Carol Tamminga, M.D., holds the Stanton Sharp Distinguished Chair in Psychiatry. She is the Chair of UT Southwestern’s Department of Psychiatry and Chief, Translational Research in Psychosis.  

Dr. Tamminga received her M.D. degree from Vanderbilt University and completed residency training in psychiatry at the University of Chicago. She served on the University of Chicago faculty from 1975 to 1979 and moved to the National Institute for Neurological Disorders and Stroke for training in neurology in 1978. After joining the faculty at the University of Maryland Medical School in 1979, she taught, conducted research, and performed clinical care there until joining the faculty at UT Southwestern Medical Center in 2003. 

Dr. Tamminga has been a member of the national advisory board for the National Institute of Mental Health (NIMH) and is currently active in the Brain and Behavioral Research Foundation. She has served on NIMH’s Board of Scientific Counselors and the National Institute of Drug Abuse and as a council member and President of the American College of Neuropsychopharmacology. She has also been a member and Chair of the FDA’s Psychopharmacological Drugs Advisory Committee and served as a consultant for the FDA’s Orphan Products Development Review Group. She has been a deputy editor of the American Journal of Psychiatry and serves on the editorial board of several other journals in the field. Dr. Tamminga was elected to the National Academy of Medicine in 1998 and has served on several Academy committees in that capacity.

The goal of Dr. Tamminga’s research is to examine and understand the mechanisms underlying schizophrenia, especially its most prominent symptoms, psychosis and memory dysfunction, in order to build rational treatments for the illness. She evaluates the function of the living human brain in individuals with and without schizophrenia, using brain imaging techniques. Then, building on this knowledge, she uses human postmortem brain tissue to develop molecular observations of the illness. Her ultimate goal is to use the molecular changes she identifies both as biomarkers for the illness and as targets on which to base new drug therapies for psychosis and memory dysfunction.

Meet Dr. Tamminga

Psychiatrist in Dallas

Psychiatrist and researcher Carol Tamminga, M.D., Chairman of Psychiatry at UT Southwestern, leads her department with a very clear perspective: Psychiatric illnesses are diseases of the brain, not conditions of behavior.

“Whether patients are suffering from psychosis, depression, anxiety, or PTSD,” she says, “I’m always asking myself: How do we discover and treat the physical basis for this disease? At the same time, we have to keep in mind the psychological experience of illness, however. 

Dr. Tamminga specializes in treating psychotic illnesses, such as schizophrenia, psychotic bipolar disorder, and schizoaffective disorder. Epidemiologic studies suggest that in populations the size of the Dallas-Ft. Worth Metroplex, there are at least 500 new cases of psychotic illness every year. Dr. Tamminga’s work is focused on both improving Dallas’s current systems of care for these patients and developing new ways to detect and treat their disease.
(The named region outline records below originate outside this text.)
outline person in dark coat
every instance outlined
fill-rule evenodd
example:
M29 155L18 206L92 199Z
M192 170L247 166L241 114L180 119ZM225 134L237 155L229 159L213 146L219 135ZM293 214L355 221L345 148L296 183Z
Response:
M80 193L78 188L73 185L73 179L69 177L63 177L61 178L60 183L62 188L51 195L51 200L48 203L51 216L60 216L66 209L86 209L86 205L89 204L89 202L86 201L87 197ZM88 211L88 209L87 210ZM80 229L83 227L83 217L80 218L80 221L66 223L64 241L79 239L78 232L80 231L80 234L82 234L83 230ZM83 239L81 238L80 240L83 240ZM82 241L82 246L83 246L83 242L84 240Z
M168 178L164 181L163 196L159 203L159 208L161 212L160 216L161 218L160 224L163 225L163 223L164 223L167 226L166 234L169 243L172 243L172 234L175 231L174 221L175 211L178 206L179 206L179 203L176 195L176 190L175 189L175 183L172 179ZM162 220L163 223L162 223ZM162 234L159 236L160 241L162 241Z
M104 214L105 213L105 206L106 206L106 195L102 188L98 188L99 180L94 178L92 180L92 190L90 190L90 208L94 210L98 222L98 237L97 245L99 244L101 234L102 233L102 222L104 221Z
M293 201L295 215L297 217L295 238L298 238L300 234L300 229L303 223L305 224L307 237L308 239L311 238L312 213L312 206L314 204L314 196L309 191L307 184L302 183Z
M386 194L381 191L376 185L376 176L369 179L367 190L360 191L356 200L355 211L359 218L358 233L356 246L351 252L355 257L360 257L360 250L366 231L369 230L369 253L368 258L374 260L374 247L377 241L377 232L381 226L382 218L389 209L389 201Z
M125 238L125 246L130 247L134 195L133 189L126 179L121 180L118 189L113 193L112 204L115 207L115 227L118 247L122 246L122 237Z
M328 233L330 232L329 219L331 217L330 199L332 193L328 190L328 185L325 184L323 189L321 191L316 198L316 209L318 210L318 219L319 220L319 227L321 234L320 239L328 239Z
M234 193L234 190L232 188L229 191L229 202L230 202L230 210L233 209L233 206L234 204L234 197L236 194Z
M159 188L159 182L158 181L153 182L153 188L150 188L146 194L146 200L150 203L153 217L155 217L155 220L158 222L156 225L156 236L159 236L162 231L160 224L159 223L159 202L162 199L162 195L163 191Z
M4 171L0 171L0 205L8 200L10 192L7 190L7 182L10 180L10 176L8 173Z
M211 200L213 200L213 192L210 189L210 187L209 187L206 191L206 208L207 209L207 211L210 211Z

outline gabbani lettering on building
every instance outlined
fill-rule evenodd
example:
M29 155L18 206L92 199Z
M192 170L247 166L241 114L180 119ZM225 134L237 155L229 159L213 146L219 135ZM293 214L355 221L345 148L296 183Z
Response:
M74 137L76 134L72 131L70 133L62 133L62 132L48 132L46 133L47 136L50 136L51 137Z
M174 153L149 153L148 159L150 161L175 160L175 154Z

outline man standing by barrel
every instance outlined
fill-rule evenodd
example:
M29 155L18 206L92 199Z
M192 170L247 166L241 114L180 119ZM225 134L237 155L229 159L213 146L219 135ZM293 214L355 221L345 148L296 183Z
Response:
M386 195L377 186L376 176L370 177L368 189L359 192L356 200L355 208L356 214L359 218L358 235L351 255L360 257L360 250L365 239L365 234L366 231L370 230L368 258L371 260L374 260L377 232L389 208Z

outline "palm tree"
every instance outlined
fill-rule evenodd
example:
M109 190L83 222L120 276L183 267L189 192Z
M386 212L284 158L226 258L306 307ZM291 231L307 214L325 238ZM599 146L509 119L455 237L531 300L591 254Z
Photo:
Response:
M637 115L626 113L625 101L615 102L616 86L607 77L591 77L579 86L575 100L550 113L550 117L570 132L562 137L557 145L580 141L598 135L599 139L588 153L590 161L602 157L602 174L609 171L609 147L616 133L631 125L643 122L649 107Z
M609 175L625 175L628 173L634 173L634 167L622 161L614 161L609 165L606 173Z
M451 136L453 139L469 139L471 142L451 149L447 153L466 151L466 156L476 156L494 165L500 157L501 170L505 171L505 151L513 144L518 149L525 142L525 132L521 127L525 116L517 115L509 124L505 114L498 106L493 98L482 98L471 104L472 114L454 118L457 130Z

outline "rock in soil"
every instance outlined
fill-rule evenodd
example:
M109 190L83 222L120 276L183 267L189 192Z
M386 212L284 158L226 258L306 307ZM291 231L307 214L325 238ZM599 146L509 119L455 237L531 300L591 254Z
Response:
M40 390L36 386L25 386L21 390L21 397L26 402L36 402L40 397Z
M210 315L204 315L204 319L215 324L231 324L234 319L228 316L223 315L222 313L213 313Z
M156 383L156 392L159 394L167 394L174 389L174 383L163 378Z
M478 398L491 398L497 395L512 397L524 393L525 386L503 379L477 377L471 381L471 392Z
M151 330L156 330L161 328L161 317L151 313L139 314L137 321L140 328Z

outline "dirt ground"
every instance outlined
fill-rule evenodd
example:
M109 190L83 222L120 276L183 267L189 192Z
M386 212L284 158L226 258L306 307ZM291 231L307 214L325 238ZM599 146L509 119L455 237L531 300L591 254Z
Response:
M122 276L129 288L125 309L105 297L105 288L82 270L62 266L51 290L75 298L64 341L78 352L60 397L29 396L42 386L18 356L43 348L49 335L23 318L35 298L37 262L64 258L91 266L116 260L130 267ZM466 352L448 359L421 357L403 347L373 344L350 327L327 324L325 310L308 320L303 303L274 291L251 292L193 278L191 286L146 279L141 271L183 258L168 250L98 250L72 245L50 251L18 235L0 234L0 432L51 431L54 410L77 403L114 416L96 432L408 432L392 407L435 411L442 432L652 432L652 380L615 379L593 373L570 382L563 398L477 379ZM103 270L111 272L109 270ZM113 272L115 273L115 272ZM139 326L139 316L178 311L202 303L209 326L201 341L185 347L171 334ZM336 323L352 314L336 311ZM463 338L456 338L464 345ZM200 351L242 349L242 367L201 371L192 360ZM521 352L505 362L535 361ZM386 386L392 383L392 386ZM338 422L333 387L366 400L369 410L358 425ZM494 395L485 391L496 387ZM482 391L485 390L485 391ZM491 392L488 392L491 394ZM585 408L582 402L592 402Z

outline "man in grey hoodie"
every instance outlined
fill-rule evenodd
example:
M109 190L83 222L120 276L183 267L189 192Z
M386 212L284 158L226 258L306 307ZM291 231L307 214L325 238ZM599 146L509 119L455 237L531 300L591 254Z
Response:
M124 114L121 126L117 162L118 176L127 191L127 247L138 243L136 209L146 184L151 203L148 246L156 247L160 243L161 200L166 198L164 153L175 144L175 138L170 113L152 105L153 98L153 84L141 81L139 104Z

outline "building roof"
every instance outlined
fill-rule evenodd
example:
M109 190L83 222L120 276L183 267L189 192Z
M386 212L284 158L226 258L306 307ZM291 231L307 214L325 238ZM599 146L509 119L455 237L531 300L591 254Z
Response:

Focused on Early Detection and Treatment

She says that for people who develop psychotic illnesses, early and aggressive treatment can make all the difference in their ultimate function and quality of life. And the best early treatments combine medications with social support, teaching these patients healthy cognitive and social skills as well as resilience because they often have a hard time maintaining social networks and employment.

“People with psychosis can easily become isolated and socially ostracized,” Dr. Tamminga says. “They may get put away in a corner, sometimes in the corner of a state hospital, way out in the country.”

Dr. Tamminga and her team are trying to combat that state of neglect by establishing a new center for early psychosis at UT Southwestern – in partnership with community facilities and hospitals – where new psychosis patients can receive comprehensive support and the latest advances in treatment.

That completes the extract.